$ cat post/kubernetes,-ephemera,-and-the-ai-copilot’s-dilemma.md

Kubernetes, Ephemera, and the AI Copilot’s Dilemma


June 23, 2025. Just another day in tech where Kubernetes continues to do its boring but essential job of keeping our services running smoothly, while the AI copilots are taking over more mundane tasks.

This morning started like any other—coffee, code, and a quick review of my Slack notifications. I had just settled into my chair when an email from the team popped up. It was urgent: one of our microservices had gone down, causing a ripple effect across multiple applications. A quick glance at the logs showed a 500 error, but no immediate indication of what caused it.

Typically, I would have started diving deep into the code or digging through recent changes, but this time felt different. The AI copilot in my head suggested checking the eBPF traces instead. It’s been a while since I’ve used them extensively, but they’re production-proven and can give us quick insights into what’s happening under the hood.

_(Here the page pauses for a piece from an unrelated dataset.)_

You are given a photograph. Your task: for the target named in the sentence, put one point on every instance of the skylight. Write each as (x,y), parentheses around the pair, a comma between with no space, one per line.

I fired up the eBPF tooling and watched as it gathered data on our service. The logs showed nothing out of the ordinary, but the eBPF trace revealed some unexpected patterns in network latency spikes. It looked like there was a bottleneck in one of our network libraries that had somehow been introduced during the last update.

This was where my AI copilot’s advice really shone. I quickly spun up an interactive graph using Gemini CLI to visualize the data and noticed a clear pattern—a slight but significant increase in latency exactly when the service updated its dependencies. It seemed the new version of the library wasn’t optimized for our environment, causing this issue.

The solution was straightforward—rolling back the update and doing some optimizations ourselves. However, the debate started within my team. Some argued that we should let the copilot handle everything to avoid human error, while others pointed out that AI tools can only do so much; sometimes, real understanding of the system comes from human insights.

I found myself mediating this argument, which had become somewhat heated. In the end, I decided to take a hybrid approach. We’d use the AI copilot for initial diagnostics and suggestions but retain the ability to dive deeper into specific areas when necessary. This way, we could leverage both the speed of the AI and the depth of human expertise.

The service was back up within an hour, and as I sat back from my desk, reflecting on the day’s events, I couldn’t help but think about Bill Atkinson’s passing mentioned in Hacker News. His work on HyperCard and other tools had undoubtedly influenced much of what we take for granted today. It made me wonder about our own legacy and how AI would shape the future of software development.

As I closed my laptop and headed home, I realized that even with all the AI assistance available, there was still a place for old-fashioned problem-solving skills. The AI copilot is a tool, not a replacement for human ingenuity and experience.


That’s what I learned today: sometimes, you need to put down the AI copilot and pick up an eBPF trace or two. Technology evolves, but the core principles of good engineering still matter.